En deuxième lieu, s’agissant de l’incitation à la surconsommation, le Jury constate que le spot radio énonce clairement que le renouvellement annuel ne se justifie que si la correction du porteur des lunettes a changé. La publicité rappelle d’ailleurs que « on a tous de bonnes raisons de ne pas changer de lunettes ». Elle se place donc spontanément dans l’idée qu’il n’est pas forcément nécessaire de changer. Le grief n’est donc pas fondé pour ce qui concerne cette publicité.

Il en va différemment de la publicité distribuée par voie postale, qui invite ses destinataires, sans conditions ni restrictions, à changer de lunettes chaque année. Ni le texte, qui ne fait aucune référence aux besoins du client, ni aucun élément visuel ou de mise en scène ne permet d’exclure un pur renouvellement de « confort », sans aucune nécessité médicale liée à la correction, alors que la fréquence moyenne habituelle de renouvellement des verres est supérieure à un an. Cette publicité incite donc à des modes de consommation excessifs, ce qui est d’autant plus regrettable que, ainsi qu’il a été indiqué, l’acquisition d’une nouvelle paire de lunettes fait l’objet d’une prise en charge collective.

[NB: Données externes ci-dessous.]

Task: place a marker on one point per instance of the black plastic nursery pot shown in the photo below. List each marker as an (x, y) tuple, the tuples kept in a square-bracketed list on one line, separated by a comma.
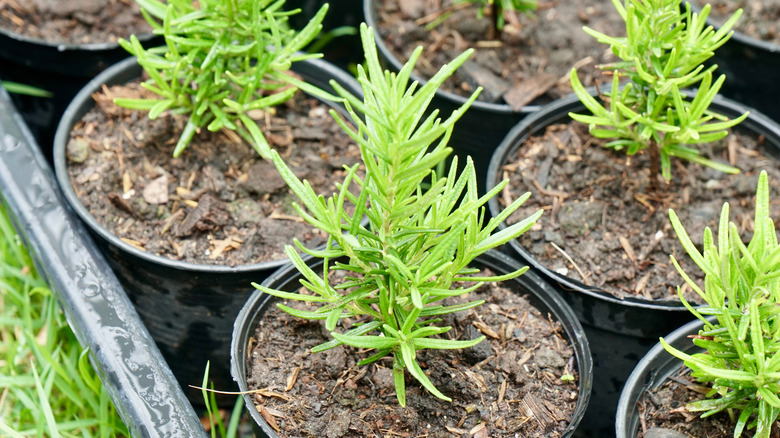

En troisième et dernier lieu, si le plaignant particulier a également reproché à la société Optical Center, au cours de la séance, d’utiliser le dispositif « 100 % Santé », qui fait l’objet d’obligations légales, comme un argument commercial différenciant, ce grief est soulevé trop tardivement pour permettre à l’annonceur d’y répondre. Le Jury ne peut donc l’examiner.

En conséquence de ce qui précède, le Jury est d’avis que les publicités mises en cause sont contraires au principe général de véracité repris à l’article 5 du code ICC et que la publicité postale est contraire au b/ du point 1.1. de la Recommandation « Développement durable » de l’ARPP. Il prend note de la modification que l’annonceur entend apporter à ses publicités à compter du printemps 2024 en ce qui concerne l’utilisation du terme « gratuitement ».

Avis adopté le 8 décembre 2023 par M. Lallet, Président, Mme Gargoullaud, Vice-Présidente, Mmes Boissier et Charlot, ainsi que MM. Depincé, Le Gouvello, Lucas-Boursier et Thomelin.